Anyway, back at Lancaster, and check out the code. Easy as:

git clone https://github.com/tudelft-gist/pprepair.git

and then 

make -f Makefile.linux

There were a couple of problems which I submitted as issues, but I managed to fix them before any response. Check these on the github issue tracker.

Then I wanted a sample dataset to test it on. From the workshop I gave at the UseR! conference I remembered some awful polygons outlining local police neighbourhood regions. I'd used it as an example of bad data. Some crime locations had fallen into cracks between the neighbourhood polygons, and some were in locations covered by more than one polygon. Maybe you could escape justice by claiming you were outside a police jurisdiction this way? 

Here's what a small region looks like in Qgis:
Notice the white spaces between some polygons, and also the overlapping made visible by setting transparency.

The pprepair process is currently a command-line tool, but its options are simple. An input shapefile, an output shapefile and some repair parameters. But to start, all you need is "-fix".
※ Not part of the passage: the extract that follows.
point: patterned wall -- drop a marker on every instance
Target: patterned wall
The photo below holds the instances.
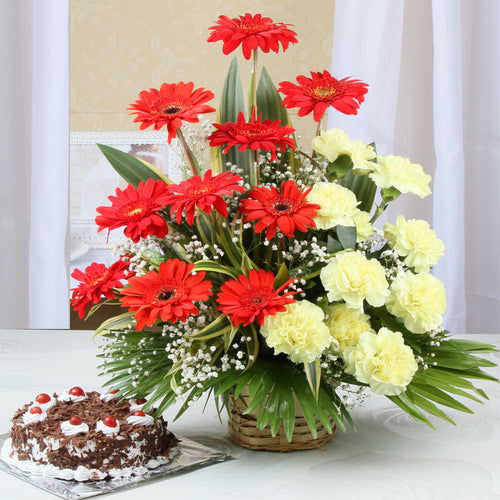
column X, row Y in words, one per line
column 119, row 47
pprepair  -i neighbourhoods.shp -o fixed.shp -fix

Loading this into Qgis looks much nicer:
Everything is now clean, there's no overlaps and no holes (note the colours are generated by my semi-random topological colouring system so are different). You now have a consistent topology that won't cause odd errors when using other analysis techniques.

Ken's presentation claimed big wins on speed and memory usage over similar algorithms in both open-source and proprietary GIS packages. Once the licensing requirements of the CGAL library are solved, it would be great to see this algorithm pop up in all the open-source geospatial systems.


  1. Hi, I'm on Ubuntu and getting /usr/bin/ld: cannot find -lgdal1.6.0

    does it compiles just with gdal 1.6?

  2. Lucky you,
    I'm currently blocked on :
    make -f Makefile.linux

  3. > toirao : just edit "Makefile.linux" and set -lgdal1.6.0 to -lgdal

    it should now pass

    I encontred a situation after that with :
    CGAL::Default>, false>)]+0x448): undefined reference to `CGAL::precondition_fail(char const*, char const*, int, char const*)'
    collect2: ld returned 1 exit status
    make: *** [pprepair] Error 1

  4. Guys, suggest you take any problems to the github site and report an issue. Ken has now acknowledged and fixed the two I reported. Since it is just using 'make' there will be problems with dependencies not being checked which is probably why gdal1.6 is hard coded, and Herizo's last problem looks like missing CGAL headers...